Landlords of commercial premises who allow property guardians into occupation, should familiarise themselves with the decision of the Upper Tribunal (Lands Chamber) in Global 100 Ltd v Jimenez and others [2022] UKUT 50 (LC); [2022] PLSCS 40.
The appellant, Global 100 Ltd, managed the Addison Lee Building situated in Euston, London. It was a five-storey commercial office building. The third floor was occupied by the respondents were all property guardians. Their floor comprised a suite of three offices with a communal bathroom on the adjoining landing.
Between June and December 2020 the respondent resided in the building, with others, under the terms of temporary licence agreements granted by the appellant.
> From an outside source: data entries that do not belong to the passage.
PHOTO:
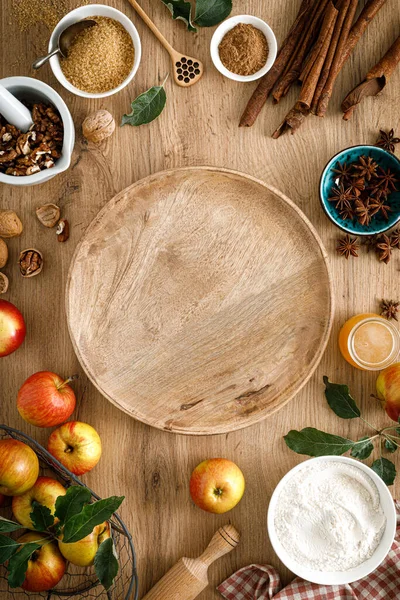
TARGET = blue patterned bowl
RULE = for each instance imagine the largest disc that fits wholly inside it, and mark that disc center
(350, 155)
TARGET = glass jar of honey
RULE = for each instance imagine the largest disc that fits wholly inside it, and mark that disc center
(369, 342)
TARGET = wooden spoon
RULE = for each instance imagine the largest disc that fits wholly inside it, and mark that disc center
(187, 70)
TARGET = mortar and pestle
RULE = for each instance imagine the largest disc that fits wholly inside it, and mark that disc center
(14, 91)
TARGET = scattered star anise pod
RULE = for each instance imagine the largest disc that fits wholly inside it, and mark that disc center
(389, 308)
(363, 211)
(342, 197)
(366, 167)
(384, 248)
(347, 246)
(387, 180)
(387, 141)
(395, 239)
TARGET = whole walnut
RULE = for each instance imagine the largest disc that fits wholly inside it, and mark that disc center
(98, 126)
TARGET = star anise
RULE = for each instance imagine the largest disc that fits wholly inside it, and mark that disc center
(395, 239)
(342, 197)
(347, 246)
(387, 141)
(389, 308)
(384, 249)
(366, 167)
(343, 171)
(378, 205)
(363, 211)
(387, 180)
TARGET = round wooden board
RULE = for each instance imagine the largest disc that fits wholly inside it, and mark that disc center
(199, 300)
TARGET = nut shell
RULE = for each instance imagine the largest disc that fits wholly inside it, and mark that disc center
(48, 214)
(98, 126)
(10, 224)
(3, 283)
(30, 262)
(3, 253)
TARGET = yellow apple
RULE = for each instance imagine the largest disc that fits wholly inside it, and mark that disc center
(82, 553)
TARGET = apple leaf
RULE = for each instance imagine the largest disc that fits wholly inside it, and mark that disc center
(41, 517)
(180, 9)
(385, 469)
(106, 563)
(8, 547)
(313, 442)
(18, 564)
(211, 12)
(80, 525)
(340, 400)
(72, 503)
(6, 525)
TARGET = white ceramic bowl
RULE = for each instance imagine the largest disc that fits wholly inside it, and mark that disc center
(336, 577)
(34, 90)
(229, 24)
(85, 12)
The respondents were required to ensure the building was protected. The respondents applied to the First-tier Tribunal for rent repayment orders to be made against the appellant, who managed the building, but had failed to licence the same.
The appellant argued that the RRO regime under chapter 4 of part 2 to the Housing and Planning Act 2016 did not apply because a housing-related offence had not been committed which the respondents could rely on. The appellant contended that the building was not an HMO because it did not satisfy the standard test under section 254(2) of the Housing Act 2004. The FTT disagreed and made an RRO in favour of the respondents in the sum of £6,251.85.
Section 254(2) of the 2004 Act provides a criteria that must be satisfied in full for a property to be classed as an HMO under the standard test. In essence, subsection (2) provides that the test will be met if: the property consists of one or more units of living accommodation which are not self-contained; the living accommodation is occupied by persons who do not form a single household; the property is occupied by those persons as their main residence; their occupation of it constitutes the only use of that accommodation; the occupiers pay rent or provide other consideration; and at least two of the households share basic amenities.
The appellant argued on appeal to the Upper Tribunal that the respondents’ occupation of the building as living accommodation did not constitute their only use of the building. Under the terms of their licence agreement, the respondents were required to provide property guardian services, which the appellant claimed was a complementary use of the building. Accordingly, the sole-use requirement in section 254(2)(d) was not met and the building was not an HMO.
The UT was unpersuaded by the appellant’s argument. The main issue was to identify the sort of shared property to which the statutory regime for securing the maintenance of proper housing standards should be applied. Part 2 of the 2004 Act was enacted to provide protection for residents of converted buildings with shared facilities by bringing them within a scheme of local authority oversight of their housing conditions. The parliamentary intention behind Part 2 of the 2004 Act was that the property sector to which that part applied should be defined by the character and use of the property in question and not by the terms of the relationship between the parties to the relevant occupational contract.
The UT found that in any event the terms of the respondents’ licence agreements did not allow them to use the building for any purpose other than living accommodation. The requirement for them to carry out duties as property guardians was not a use of the building that was different from its use for residential occupation.